RDCMan Change Passwords with PowerShell

Sunday, 3. March 2024

I have been using different RDP managers over the years and the last one I was using was Terminals. but the project has not been supported since 2019 and so security issues that come up will never be fixed. I recently moved to a different laptop and decided it was time to look for a different RDP manager. I landed on RDCMan from Sysinternals.

One of the things I like a lot is that I can encrypt the passwords using a cert instead of it being tied to my user and computer. That way I can have it on multiple computers and its always up to date, because I sync the config via OneDrive

The issue I ran into was our PAM solution has a unique username string for every server.

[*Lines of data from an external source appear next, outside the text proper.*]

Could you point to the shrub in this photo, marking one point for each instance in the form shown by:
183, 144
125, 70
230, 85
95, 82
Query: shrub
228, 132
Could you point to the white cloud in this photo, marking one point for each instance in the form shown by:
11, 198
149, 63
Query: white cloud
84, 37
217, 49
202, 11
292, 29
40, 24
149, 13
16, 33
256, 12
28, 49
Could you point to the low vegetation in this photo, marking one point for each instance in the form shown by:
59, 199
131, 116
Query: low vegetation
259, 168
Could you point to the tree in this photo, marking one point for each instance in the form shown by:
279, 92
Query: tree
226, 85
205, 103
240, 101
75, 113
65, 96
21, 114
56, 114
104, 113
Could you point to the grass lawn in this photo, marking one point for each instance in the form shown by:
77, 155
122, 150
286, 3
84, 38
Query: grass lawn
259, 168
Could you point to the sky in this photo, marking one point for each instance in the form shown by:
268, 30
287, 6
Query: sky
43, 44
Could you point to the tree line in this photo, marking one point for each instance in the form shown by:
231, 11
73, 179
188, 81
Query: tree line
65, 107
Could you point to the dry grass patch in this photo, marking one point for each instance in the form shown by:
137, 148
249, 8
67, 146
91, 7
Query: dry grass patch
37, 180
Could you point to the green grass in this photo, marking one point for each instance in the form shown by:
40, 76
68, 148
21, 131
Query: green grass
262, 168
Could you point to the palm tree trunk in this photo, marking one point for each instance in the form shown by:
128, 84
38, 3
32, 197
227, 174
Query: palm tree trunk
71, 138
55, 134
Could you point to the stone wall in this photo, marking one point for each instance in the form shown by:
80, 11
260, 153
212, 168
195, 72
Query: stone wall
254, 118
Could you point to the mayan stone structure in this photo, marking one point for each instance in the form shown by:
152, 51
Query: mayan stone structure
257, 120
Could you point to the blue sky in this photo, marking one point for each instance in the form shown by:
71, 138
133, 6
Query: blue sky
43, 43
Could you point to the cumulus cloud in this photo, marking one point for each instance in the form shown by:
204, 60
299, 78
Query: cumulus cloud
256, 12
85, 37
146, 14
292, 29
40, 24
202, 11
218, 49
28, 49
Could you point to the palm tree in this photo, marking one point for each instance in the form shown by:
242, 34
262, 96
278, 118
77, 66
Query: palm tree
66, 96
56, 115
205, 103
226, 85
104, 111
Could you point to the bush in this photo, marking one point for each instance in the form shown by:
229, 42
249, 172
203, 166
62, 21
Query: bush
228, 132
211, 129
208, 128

RDCMan does not have a feature that will allow you to change just the password to everything in the group. So I started to look into solutions for this. I came across a few GitHub RDCMan Password cracking projects and decided that if they could use PowerShell to decrypt the passwords then I could use PowerShell to encrypt password then replace them in the cfg file.

I was surprised to find out that to get the methods for RDCMan all that I had to do was to rename the RDCMan.exe to RDCMan.dll and import the DLL like a module. So I started out with a variable with the path to my RDCMan.exe and then did a copy and then imported it.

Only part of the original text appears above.